Qualifying had promised much, but ultimately the new FW25
still isn’t even quite a match for last year’s Ferraris and
McLarens, never mind the Woking and Maranello’s 2003
machines, whenever they might deign to appear. You can be
sure that there will be more aerodynamic tweaks, more
‘upgrades’, but fundamentally it simply doesn’t look as though
the Williams is quite up to the job. Raikkonen sits pretty at the
top of the drivers standings, and must be rather pleased with 2nd
place, which is probably more than the car really deserved
today. The question is whether, given that the new McLaren is
not expected until mid-season, he will be able to maintain that
lead over a Ferrari team which have shown over the last three
years that they will not be beaten easily.
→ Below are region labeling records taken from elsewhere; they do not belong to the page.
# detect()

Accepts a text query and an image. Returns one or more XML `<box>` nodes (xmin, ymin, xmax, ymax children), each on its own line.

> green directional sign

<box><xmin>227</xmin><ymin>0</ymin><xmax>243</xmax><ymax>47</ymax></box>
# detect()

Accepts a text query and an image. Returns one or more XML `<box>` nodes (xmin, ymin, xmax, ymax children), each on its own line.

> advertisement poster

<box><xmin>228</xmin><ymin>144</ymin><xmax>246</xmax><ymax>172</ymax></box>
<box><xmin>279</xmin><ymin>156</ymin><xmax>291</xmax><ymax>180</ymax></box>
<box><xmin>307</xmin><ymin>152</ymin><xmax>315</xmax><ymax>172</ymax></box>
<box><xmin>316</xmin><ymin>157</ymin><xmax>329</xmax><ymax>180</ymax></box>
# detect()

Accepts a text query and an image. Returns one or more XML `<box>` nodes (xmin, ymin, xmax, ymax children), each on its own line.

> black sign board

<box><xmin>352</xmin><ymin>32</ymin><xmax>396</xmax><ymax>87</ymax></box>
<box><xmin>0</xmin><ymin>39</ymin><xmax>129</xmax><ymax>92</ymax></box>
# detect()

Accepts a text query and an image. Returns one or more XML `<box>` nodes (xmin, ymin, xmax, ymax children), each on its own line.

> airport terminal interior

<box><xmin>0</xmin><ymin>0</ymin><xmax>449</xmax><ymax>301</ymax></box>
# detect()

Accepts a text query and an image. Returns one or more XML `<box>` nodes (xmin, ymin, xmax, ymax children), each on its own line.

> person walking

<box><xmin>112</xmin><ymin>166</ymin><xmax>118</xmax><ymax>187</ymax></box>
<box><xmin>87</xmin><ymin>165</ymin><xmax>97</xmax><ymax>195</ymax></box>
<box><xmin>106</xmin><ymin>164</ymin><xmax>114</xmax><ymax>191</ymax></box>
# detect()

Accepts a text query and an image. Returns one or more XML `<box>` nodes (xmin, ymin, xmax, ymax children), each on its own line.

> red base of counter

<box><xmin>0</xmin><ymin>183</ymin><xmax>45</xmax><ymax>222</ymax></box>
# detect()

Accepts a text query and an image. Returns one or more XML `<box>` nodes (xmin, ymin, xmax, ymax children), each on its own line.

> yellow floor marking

If Williams have reason to be a little dispirited, then imagine
how disillusioned Sauber and Toyota must be. Toyota have
spent sums which dwarf even those being lavished by Ferrari
and McLaren on becoming a top-line F1 team, and yet still, with
a trouble free run, the best they could do today is 9th and 12th.
Peter Sauber, whose cars finished 10th and 11th commented only
that "We cannot be satisfied.... It was the first regular race of the
season, and it showed the limitations of the Sauber Petronas
C22". At least neither Ove Andersson nor Peter Sauber have the
ignominy of being Jarno Trulli, whose uneventful race brought
him home 13th and last bar one - in a car that Alonso brought
home in the top six.
And so finally, six weeks into the new Grand Prix season, we
were treated to the sounds of the German and Italian national
anthems, which had become so familiar last year. Out of the
car, Michael Schumacher once again looked a man in mourning,
rather than the fastest Grand Prix driver of our time. Nobody
could have known that simply from watching him on the track.